4.3 Notas de tradução em diferentes gêneros textuais

4.3.2 NT que refletem uma leitura do texto enquanto um texto religioso (sagrados)

Goddard (1999), em um artigo que trata do sistema de notas de tradução da Bíblia New

International Version, analisa a tradução do Velho e do Novo Testamento e expõe as

principais situações em que se usam as notas. Também apresenta a metodologia tipográfica para a confecção de notas, contendo regras para o uso do itálico, das pontuações e da repetição de casos recorrentes. De modo geral, o autor recomenda sempre o uso de notas para ajudar o leitor na compreensão do texto; mesmo que estas não sejam lidas e nem muito bem vistas pelo leitor médio. Interessante também é a justificativa ética desta prática, devido, principalmente, às variações entre os manuscritos originais que compõem a Bíblia e as diferentes interpretações que este fato pode gerar. E parece ser justamente por causa deste contexto que Goddard acha ser o uso de notas pelo tradutor um atestado da sua exaustiva pesquisa e competência na língua do texto original. Acrescenta-se também o fato de as traduções da Bíblia serem feitas em equipe, o que exige bastante discussão e fundamentação das propostas de cada um dos tradutores. Goddard (1999, p. 32) afirma que, mesmo com o tratamento da Bíblia como mensagem divina e com o grande zelo que o texto recebeu, durante o processo de cópia houve inúmeros erros. Isto tornou sua tradução mais complicada, somando-se o fato de a Bíblia ser um conjunto de diferentes textos e, muitas vezes, somente de traduções. Tornam-se necessárias muitas pesquisas pelas várias versões, traduções e textos paralelos para se chegar a uma compreensão mais assegurada. O pesquisador (1999, p. 34,35) afirma que as notas muito importantes devem entrar no meio do texto, porém também apresenta (GODDARD, 1999, passim) vários casos em que se usam notas fora do texto – i.e. no rodapé, ao final do capítulo etc.:

a) trechos com traduções alternativas importantes;

b) divergências entre a tradução proposta e o original, sugerindo que o leitor investigue mais a fundo por ele mesmo;

c) erros do escriba no texto original que podem ser provados com referências cruzadas a outras passagens do texto;

d) diferenças na grafia de versões do original;

e) traduções alternativas quando não há consenso entre o grupo de tradutores, servindo para chamar a atenção do leitor para que ele investigue mais antes de tirar as próprias conclusões;

f) palavras ou frases que possuem interpretação duvidosa devido à dificuldade de compreensão do original;

g) equivalentes dinâmicos31, usando-se a domesticação na tradução com uma nota estrangeirizadora;

h) unidades de medida, mantendo as originais para dar o “clima” de texto antigo e a tradução em um nota;

i) variações dos nomes de uma mesma pessoa, pois a padronização dos nomes no texto só ocorre para pessoas e lugares bem conhecidos;

j) explicação do jogo de palavras no original; k) trechos onde traduções canônicas divergem;

l) quando não há muita evidência no original para sustentar a tradução proposta; m) trechos de compreensão difícil;

n) referências de citações no original de textos da própria Bíblia, outras notas e outros textos relacionados à Bíblia.

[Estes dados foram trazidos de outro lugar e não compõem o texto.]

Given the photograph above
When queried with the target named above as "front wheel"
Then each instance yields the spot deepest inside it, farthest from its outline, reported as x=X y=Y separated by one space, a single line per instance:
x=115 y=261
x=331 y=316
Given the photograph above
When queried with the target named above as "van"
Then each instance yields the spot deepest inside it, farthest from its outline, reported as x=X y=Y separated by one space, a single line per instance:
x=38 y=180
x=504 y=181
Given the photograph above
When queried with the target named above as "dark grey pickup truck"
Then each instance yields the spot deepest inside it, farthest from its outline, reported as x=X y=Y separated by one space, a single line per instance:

Nida (2001, p. 22-28), em um artigo sobre tradução da Bíblia, contextualiza brevemente a origem dos textos que a compõem, a história da sua tradução e aborda questões lingüísticas e sócio-lingüísticas envolvidas nesta tradução. Sobre o último ponto, que inclui o uso de notas de tradução, o autor (NIDA, 2001, p. 24-25) coloca que

a number of matters that might seem uncontroversial in a secular context take on great sociolinguistic importance in a biblical context, especially in matters of canonicity, textual reliability, dialect differences, levels of language, degrees of literalness, format, and supplementary material such as notes, introductions, and prefaces.32

31 Termo cunhado por Nida (1964) diz respeito à qualidade da tradução para a qual a mensagem do texto de origem foi transportada para a língua do receptor de tal forma que a resposta do receptor é essencialmente como a dos receptores do texto original (NIDA & TABER apud SHUTTLEWORTH, 1997, p.47).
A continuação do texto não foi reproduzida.